A cet égard, il convient de mentionner le barrage de Urra I, construit entre 1993 et 1999, malgré l’opposition lucide de la communauté autochtone  des Embera-Katios, habitants ancestraux des lieux, qui ont été déplacés à feu et à sang par les paramilitaires, organisés par les propriétaires fonciers et les agriculteurs, et soutenus par l’Etat et les politiques régionales. La construction de ce barrage est une illustration de la destruction des biens collectifs et de leur conversion en biens privés : 70 000 autochtones, paysans et pêcheurs ont été directement touchés par le projet Urra I. Avec la construction de ce barrage, la pêche artisanale a été détruite, via la diminution ou la disparition de plusieurs espèces de poissons dans le bassin de la rivière, comme le bocachico, élément premier de la diète alimentaire du peuple Embera Katio et des pêcheurs locaux. Ceci est l’effet de la dessiccation des zones humides de la partie supérieure du Sinú, occasionnée par la réduction des débits naturels de la rivière où fût construit le barrage.
L’extermination du bocachico s’est accompagnée de l’assèchement des zones humides et des marais, fait qui, entre autres choses, intéresse les propriétaires fonciers pour développer leurs élevages. Les zones qui étaient auparavant pleines d’eau et de vie sont aujourd’hui des sources contaminées et mortes, ce qui arrive toujours lorsqu’on construit de grands barrages, où l’eau qui stagne est un réservoir pour les moustiques, et génère des épidémies inconnues des autochtones et des paysans[6].

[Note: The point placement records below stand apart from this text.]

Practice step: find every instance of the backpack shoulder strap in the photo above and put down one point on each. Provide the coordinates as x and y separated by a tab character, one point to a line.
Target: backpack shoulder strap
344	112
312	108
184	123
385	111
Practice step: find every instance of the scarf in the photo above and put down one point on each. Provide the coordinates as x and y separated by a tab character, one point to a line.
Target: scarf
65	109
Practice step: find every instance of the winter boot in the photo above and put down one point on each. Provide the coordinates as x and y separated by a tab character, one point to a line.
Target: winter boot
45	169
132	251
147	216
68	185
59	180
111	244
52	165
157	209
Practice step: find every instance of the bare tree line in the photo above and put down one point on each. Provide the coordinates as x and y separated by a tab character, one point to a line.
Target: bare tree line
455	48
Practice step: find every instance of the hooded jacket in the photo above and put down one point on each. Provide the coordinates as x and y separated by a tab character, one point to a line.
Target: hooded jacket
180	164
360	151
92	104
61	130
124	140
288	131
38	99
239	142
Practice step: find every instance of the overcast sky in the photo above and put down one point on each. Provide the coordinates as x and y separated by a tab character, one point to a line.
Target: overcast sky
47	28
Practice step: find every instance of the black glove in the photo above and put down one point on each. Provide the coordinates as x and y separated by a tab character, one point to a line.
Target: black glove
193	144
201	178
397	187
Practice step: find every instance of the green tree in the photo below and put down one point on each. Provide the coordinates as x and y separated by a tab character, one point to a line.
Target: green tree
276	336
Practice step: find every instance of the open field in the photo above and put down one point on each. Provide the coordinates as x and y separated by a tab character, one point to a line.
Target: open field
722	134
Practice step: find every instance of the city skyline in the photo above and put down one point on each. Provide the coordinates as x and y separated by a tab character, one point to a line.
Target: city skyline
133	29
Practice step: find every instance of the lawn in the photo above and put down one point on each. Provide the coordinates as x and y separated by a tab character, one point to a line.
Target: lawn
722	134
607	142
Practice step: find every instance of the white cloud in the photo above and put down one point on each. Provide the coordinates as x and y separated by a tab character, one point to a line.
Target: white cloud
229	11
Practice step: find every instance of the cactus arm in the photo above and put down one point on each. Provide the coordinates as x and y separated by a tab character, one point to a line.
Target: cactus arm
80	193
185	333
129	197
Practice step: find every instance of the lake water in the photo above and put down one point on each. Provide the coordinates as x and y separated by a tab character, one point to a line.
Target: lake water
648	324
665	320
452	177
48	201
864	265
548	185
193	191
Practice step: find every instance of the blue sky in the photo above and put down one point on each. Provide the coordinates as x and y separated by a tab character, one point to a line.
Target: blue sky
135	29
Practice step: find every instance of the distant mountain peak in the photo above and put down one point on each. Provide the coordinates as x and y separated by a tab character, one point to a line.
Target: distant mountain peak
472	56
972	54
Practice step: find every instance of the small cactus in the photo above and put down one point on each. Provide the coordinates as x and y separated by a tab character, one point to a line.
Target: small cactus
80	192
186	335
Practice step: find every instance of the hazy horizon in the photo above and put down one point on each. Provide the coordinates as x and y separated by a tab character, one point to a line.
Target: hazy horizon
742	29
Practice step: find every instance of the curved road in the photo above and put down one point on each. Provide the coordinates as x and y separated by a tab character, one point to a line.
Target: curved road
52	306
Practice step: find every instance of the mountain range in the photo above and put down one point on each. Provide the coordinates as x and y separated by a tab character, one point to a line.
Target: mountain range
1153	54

Les centrales hydroélectriques qui ont été construites à Córdoba ne sont pas une question d’énergie ou d’eau mais de terres de bétails ; elles appartiennent à quelques propriétaires qui étendent leurs domaines au détriment des petits paysans et des autochtones, et qui utilisent tous les moyens pour garder la mainmise sur les zones humides des terres, lesquelles ont été séchées avec Búfalos. Sur ces terres riches, depuis le 19e siècle, il y a des agriculteurs et des paysans qui cultivent le mais, le yuca et le taro, et il y a des pêcheurs, c'est-à-dire que ces terres font partie de ce que Orlando Fals Borda appelle une culture des amphibiens.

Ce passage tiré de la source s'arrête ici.